Organizations increasingly deploy and manage their applications using Kubernetes, which has emerged as the de facto standard for container orchestration. Monitoring these resources becomes critical for ensuring that the applications running on the platforms remain healthy.

However, monitoring is significantly complicated by the dynamic Kubernetes environments, where applications are continuously scaled, deployed, and updated since traditional techniques that rely on agents or polling will not work in Kubernetes environments due to their inability of not being able to keep up with the pace of change and the distributed nature of the architectures.

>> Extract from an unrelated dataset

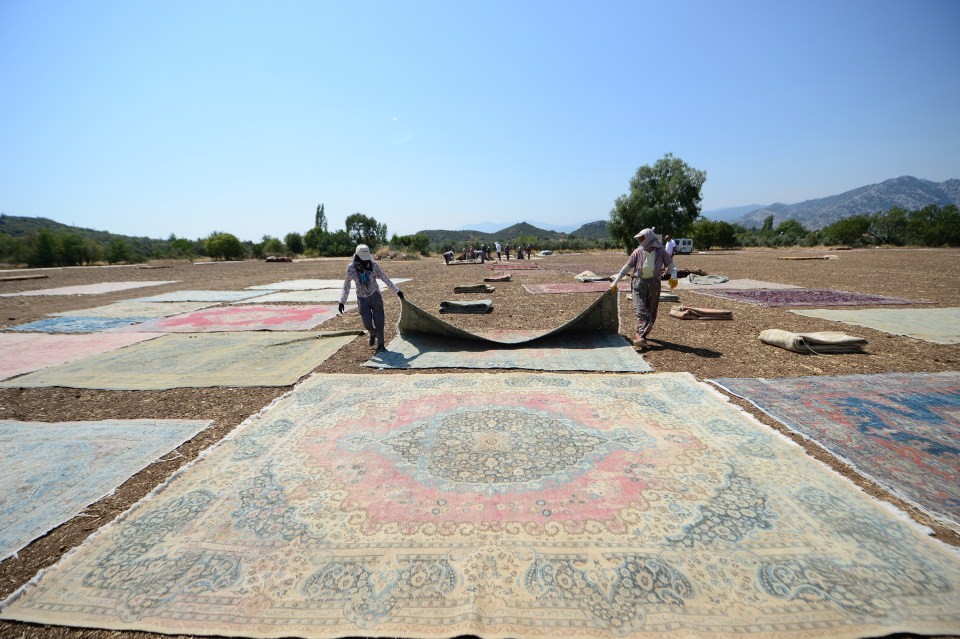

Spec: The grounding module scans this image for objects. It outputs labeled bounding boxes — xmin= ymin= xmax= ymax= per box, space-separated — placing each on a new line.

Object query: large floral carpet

The failure to keep up and provide real-time monitoring capabilities results in increased Mean Time To Resolution (MTTR). This significantly impacts the overall availability and performance of the applications, leading to a negative impact on the business itself.

Administrators and engineering teams rely on the innovative approach of using OpenTelemetry to monitor the Kubernetes environments to get around these drawbacks of traditional monitoring solutions. With OpenTelemetry, administrators can use a standard way to collect, process, and export telemetry data.

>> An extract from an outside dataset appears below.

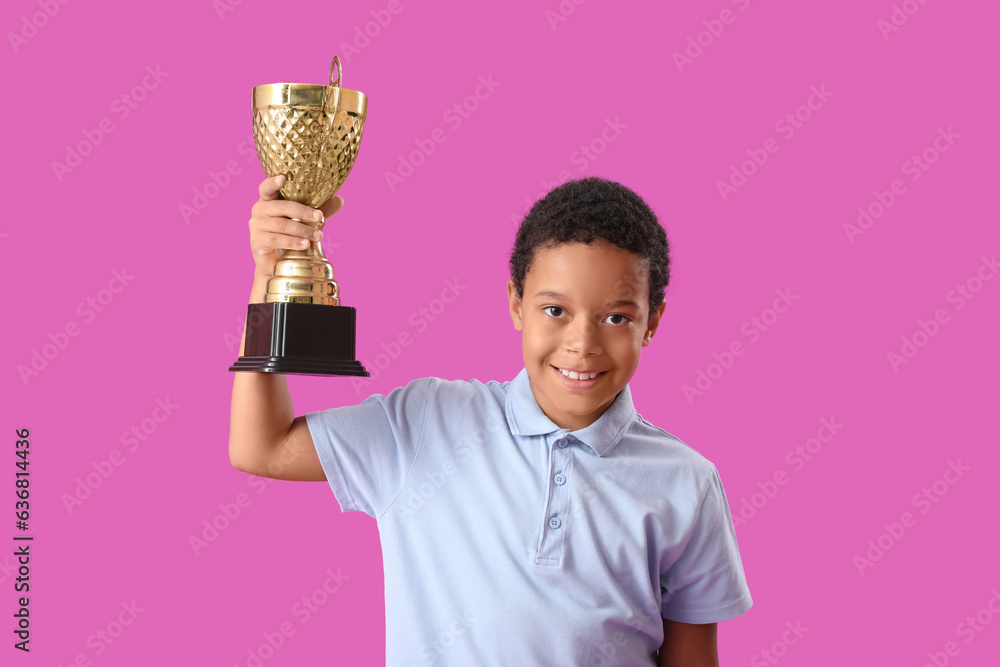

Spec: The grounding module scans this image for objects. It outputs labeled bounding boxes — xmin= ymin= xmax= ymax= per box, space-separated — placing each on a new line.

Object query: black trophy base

Hence, this article will dive into how implementing OpenTelemetry tracing in Kubernetes environments can help organizations gain real-time visibility into their applications and infrastructure performance while helping reduce MTTR by quickly identifying and resolving issues.

Related: OpenTelemetry – a full guide 

The challenge with monitoring K8s

Monitoring traditional metrics with a Kubernetes environment will only provide organizations with limited visibility into the workings of the applications running on the Kubernetes environments. While collecting the default metrics, such as error rate, CPU, memory, etc., from the Kubernetes environments, organizations may need help managing specific metrics that indicate the latency, error rates, and throughput for individual application components or services; This will result in an incomplete understanding of the overall environment.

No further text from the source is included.